Le marquis Zappi et la marquise Pepoli sont les convives priés en même temps que nous par M. Bacciochi. Après dîner les charmans bambins Joachim et Caroline dansent le galop, puis un ballet qu’ils ont vu au théâtre et qu’ils imitent fort gentiment. L’air italien de Papatacci, que j’accompagne ensuite, est déplorablement chanté par MM. Eugène Lebon, Cattaneo et Lente, gouverneur de M. Félix Bacciochi. M. Lente est allemand dans toute l’étendue du mot ; il est ravi de rencontrer quelqu’un de Strasbourg et de pouvoir me dire à cœur ouvert tout le mal qu’il pense des Italiens.

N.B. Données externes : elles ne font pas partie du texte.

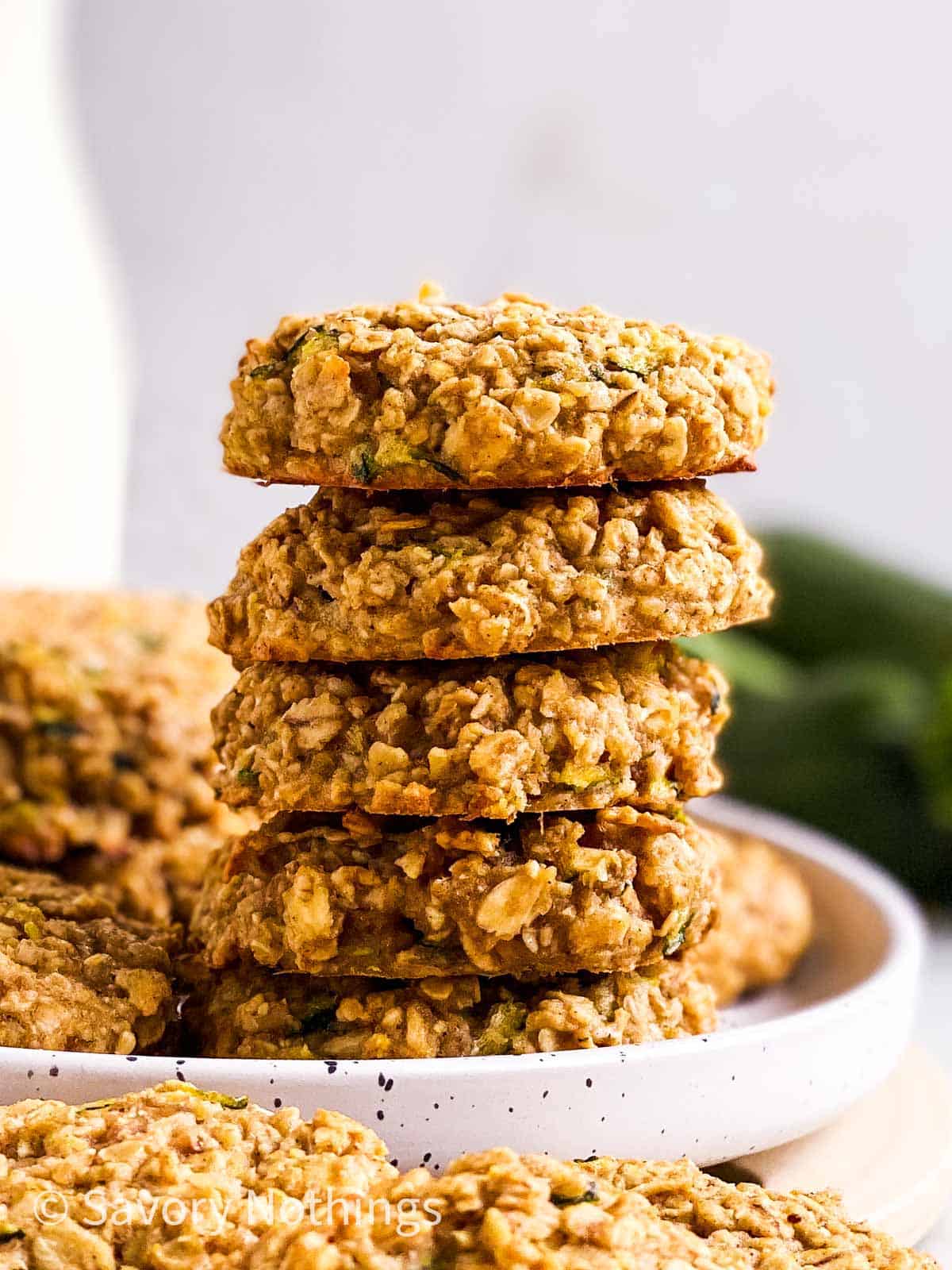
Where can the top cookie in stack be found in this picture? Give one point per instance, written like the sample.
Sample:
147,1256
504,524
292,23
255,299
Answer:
535,619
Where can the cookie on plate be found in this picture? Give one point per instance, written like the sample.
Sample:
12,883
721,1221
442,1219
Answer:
247,1013
508,394
555,895
631,725
765,918
75,975
348,578
105,734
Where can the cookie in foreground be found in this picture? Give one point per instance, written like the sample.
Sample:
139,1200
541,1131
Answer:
75,975
105,736
605,891
631,725
224,1165
513,393
765,918
349,577
245,1011
213,1166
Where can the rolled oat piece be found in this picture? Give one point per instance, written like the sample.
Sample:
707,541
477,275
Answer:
511,394
765,918
349,577
171,1176
105,733
244,1011
631,725
75,975
606,891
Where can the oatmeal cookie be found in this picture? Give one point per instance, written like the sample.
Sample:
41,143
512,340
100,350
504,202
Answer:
498,1210
511,394
74,973
222,1165
605,891
765,918
156,882
771,1230
249,1013
630,725
349,577
105,732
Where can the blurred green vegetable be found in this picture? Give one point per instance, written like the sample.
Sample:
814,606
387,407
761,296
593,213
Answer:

Leur paresse, leur fourberie, leur immoralité jurent pour lui avec le bon sens, la droiture, l’industrie de ses compatriotes. Les gens qui traduisent leur pensée dans un langage qu’ils parlent peu y donnent ordinairement une énergie qui plaît ; il m’a amusée, et, par quelques mots échangés avec lui dans sa langue, je lui ai procuré le plaisir de se rapprocher un instant par la pensée de Fulden, sa chère patrie.

Le prince Louis, comme s’il avait deviné M., Lente et s’il voulait le rétorquer, a récité des stances italiennes qui respirent le plus pur patriotisme et qui montrent que le sentiment national s’éveille ici dans bien des cœurs.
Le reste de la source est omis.